The mangroves with their massive limbs perform the essential functions to maintain the surrounding ecosystems, which is what makes this region such a rich and treasured place attracting people from all over the world. Here in the Golfo Dulce where the rivers meet the Pacific Ocean, the incredible low salinity of the area is due to the function of the mangroves. Mangroves form in zones where the tides create changing water levels and river water mixes with the ocean’s saltwater. They have a unique ability to absorb the salt, protecting the other flora and fostering the rich biodiversity of this area.
Exploring the mangroves on a day trip you will find monkeys, raccoons, river otters, iguanas, Jesus Christ lizards, crabs, crocodiles, caymans, snakes, all types of birds, butterflies, and much more. In these waters, stingrays and thousands of tiny of schools of fish live here. Juvenile fish also spend much of their early life in the mangroves shielded by the roots, which keeps out the larger predators.
The mangroves’ spidery limbs and vast root systems form an incredible network that allows animals to traverse freely through these swamps without ever touching the ground. Get lost in the shade of 80-foot mangrove trees and look up to see rays of sunshine cutting through the massive green canopies as you paddle down the river through these vast water networks.

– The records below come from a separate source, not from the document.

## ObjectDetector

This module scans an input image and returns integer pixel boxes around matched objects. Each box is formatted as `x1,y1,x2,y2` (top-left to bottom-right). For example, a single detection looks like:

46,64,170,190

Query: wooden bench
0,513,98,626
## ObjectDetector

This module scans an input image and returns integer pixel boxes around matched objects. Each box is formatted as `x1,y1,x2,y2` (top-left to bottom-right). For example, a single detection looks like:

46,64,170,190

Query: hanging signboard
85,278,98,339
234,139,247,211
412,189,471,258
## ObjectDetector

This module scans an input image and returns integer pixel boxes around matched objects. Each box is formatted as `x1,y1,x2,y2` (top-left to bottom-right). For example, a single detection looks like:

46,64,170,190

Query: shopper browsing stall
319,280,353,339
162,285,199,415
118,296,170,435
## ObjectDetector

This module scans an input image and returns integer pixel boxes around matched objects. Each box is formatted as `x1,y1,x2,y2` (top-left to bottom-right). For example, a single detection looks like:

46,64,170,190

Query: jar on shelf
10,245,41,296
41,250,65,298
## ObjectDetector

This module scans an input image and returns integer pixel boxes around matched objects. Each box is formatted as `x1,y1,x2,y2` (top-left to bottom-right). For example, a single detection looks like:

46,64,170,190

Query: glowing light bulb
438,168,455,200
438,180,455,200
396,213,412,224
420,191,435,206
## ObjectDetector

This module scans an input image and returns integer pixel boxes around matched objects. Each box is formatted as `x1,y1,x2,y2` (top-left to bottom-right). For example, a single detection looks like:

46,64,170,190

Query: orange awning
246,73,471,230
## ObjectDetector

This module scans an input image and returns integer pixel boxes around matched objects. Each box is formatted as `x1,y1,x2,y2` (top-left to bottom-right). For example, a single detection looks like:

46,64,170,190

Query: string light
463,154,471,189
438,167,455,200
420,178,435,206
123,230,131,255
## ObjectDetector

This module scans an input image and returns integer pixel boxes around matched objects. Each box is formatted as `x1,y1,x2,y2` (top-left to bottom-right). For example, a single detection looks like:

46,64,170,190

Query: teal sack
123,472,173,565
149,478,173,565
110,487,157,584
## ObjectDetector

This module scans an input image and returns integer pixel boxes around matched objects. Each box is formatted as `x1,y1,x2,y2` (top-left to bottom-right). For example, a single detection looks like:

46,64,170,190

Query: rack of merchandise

Much of the fishing opportunities here peak in June through mid-November. You will need to take a paddleboat into the mangroves and river for fishing. Among the prime mangrove and river species are black snook, barracuda, Pacific jack crevelle, mangrove and various other snappers, corvina (similar to weakfish), and roosterfish, which are found in the deeper waters at the river mouth drop-offs into the gulf. Incredibly, tarpon have even been caught here having migrated through the Panama Canal to these waters.
The ecological diversity of this region is like no other place in the world. These mystical vast mangrove estuaries feed the great Golfo Dulce. It is breathtaking and worth checking out. Crocodile Bay can accommodate both fishing excursions and ecotours into the mangroves. If you are planning an eco-friendly family vacation this summer than a trip to the Golfo Dulce may be just the place to visit.